Le développement rapide des réseaux sociaux, de l'IA et des plateformes numériques fait que la situation des fausses nouvelles, du contenu déformé ou de la fraude en ligne apparaît de plus en plus dans le cyberespace. Dans ce contexte, la responsabilité des organisations, des entreprises fournissant des services numériques et des acteurs participant à l'environnement réseau est également plus clairement définie.
Récemment, la situation de deepfake, de falsification d'images, de voix par l'IA ou de contenu manipulant les informations apparaît de plus en plus sur les réseaux sociaux. De nombreux groupes, plateformes de diffusion en direct ou services Internet sont également exploités pour diffuser des contenus illégaux, de fausses nouvelles ou des informations nuisibles.
S'adressant à Lao Dong, l'expert en cybersécurité Ngo Minh Hieu (Hieu PC) a déclaré que le cyberespace n'est plus l'histoire privée des utilisateurs individuels, mais qu'il est directement lié à la responsabilité de nombreux acteurs participant à l'écosystème numérique.
Selon M. Hiếu, les plateformes, les unités d'exploitation des systèmes, les entreprises fournissant des services Internet ou les administrateurs communautaires jouent tous un rôle certain dans le contrôle et le traitement des contenus illégaux. Lorsque les nouvelles technologies telles que l'IA se développent rapidement, la vitesse de propagation des fausses informations est également beaucoup plus élevée qu'auparavant.
Dans ce contexte, le gouvernement a promulgué le décret n° 174/2026/ND-CP réglementant les sanctions administratives dans les domaines de la poste, des télécommunications, des fréquences radio, des transactions électroniques et des technologies de l'information.
L'un des points notables du décret est d'élargir et de clarifier le groupe de personnes sanctionnées sur le cyberespace.
Selon la réglementation, les sujets sanctionnés comprennent les organisations, les ménages commerciaux, les particuliers vietnamiens et les organisations et particuliers étrangers commettant des actes de violation administrative relevant du champ d'application du décret.
De nombreux groupes d'organisations opérant dans le domaine des technologies numériques et de l'Internet sont également concernés, tels que les entreprises de télécommunications, les entreprises fournissant des services Internet, des jeux électroniques en ligne, les entreprises fournissant du contenu d'information sur les réseaux de télécommunications mobiles ou les unités exploitant des systèmes d'information.
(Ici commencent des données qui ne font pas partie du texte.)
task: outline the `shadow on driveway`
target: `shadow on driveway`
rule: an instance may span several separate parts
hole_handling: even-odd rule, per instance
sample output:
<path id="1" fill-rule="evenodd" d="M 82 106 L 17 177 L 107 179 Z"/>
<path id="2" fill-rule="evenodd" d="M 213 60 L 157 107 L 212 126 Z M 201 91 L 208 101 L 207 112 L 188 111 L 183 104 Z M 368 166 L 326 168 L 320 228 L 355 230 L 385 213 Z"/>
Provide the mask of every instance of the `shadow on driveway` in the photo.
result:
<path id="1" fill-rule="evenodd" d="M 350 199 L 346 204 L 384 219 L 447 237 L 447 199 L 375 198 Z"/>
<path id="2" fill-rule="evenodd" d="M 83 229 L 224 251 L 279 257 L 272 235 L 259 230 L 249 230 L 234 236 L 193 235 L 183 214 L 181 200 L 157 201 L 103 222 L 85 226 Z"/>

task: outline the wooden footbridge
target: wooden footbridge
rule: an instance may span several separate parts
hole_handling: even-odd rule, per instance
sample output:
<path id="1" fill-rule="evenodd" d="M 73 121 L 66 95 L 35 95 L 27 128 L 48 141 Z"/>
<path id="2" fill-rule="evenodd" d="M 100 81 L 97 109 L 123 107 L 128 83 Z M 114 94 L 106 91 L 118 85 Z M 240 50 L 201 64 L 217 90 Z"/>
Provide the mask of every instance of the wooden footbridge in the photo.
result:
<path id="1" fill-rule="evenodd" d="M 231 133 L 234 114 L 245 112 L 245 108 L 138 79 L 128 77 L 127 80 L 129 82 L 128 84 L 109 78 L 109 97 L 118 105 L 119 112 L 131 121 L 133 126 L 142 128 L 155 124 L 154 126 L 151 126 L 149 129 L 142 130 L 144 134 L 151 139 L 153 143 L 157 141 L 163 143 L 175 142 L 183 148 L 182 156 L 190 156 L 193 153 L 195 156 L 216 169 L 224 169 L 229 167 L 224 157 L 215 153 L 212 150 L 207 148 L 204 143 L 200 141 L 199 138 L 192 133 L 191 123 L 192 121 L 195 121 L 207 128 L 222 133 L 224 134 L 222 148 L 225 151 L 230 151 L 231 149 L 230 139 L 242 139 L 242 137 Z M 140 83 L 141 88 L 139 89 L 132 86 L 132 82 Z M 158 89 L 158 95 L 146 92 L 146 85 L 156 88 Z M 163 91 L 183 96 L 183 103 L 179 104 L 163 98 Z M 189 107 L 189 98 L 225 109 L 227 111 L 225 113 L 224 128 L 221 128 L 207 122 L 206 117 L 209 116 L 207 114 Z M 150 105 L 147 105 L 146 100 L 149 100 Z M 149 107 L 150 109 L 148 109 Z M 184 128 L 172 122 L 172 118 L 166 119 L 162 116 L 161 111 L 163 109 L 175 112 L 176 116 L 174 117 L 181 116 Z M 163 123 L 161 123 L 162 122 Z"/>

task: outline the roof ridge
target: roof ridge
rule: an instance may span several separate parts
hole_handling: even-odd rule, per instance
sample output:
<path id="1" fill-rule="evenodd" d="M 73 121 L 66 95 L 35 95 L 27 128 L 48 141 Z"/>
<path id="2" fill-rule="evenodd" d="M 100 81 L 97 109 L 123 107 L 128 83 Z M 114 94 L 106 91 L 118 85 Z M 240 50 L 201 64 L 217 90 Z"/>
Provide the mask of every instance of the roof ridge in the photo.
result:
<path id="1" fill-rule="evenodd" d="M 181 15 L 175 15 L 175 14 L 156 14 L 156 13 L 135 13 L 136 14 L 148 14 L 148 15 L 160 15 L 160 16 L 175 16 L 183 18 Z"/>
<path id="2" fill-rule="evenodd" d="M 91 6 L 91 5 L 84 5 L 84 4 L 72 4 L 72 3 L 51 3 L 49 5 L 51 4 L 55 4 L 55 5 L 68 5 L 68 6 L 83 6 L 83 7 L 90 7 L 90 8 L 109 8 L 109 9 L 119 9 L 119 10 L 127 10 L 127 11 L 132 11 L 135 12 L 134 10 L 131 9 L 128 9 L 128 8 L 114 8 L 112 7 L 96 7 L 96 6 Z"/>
Le décret s'applique également aux agences Internet, aux points d'accès Internet publics, aux bureaux d'enregistrement de noms de domaine, aux organisations de gestion de noms de domaine de haut niveau au Vietnam, aux organisations fournissant des services de certification de signature électronique et aux entreprises commercialisant des produits et services de cryptographie civile.
L'élargissement du champ d'application devrait contribuer à accroître la responsabilité des acteurs participant à l'environnement numérique, tout en augmentant l'efficacité de la gestion et en assurant une plus grande sécurité pour le cyberespace.
Selon M. Hiếu PC, outre les organismes de gestion et les entreprises fournissant des services, les utilisateurs doivent également accroître leur conscience de la vérification des informations, limiter le partage de contenu non vérifié et protéger activement leurs comptes personnels lorsqu'ils participent à l'environnement numérique.
Le décret n° 174/2026/ND-CP comprend 8 chapitres, 117 articles et entrera en vigueur le 1er juillet 2026.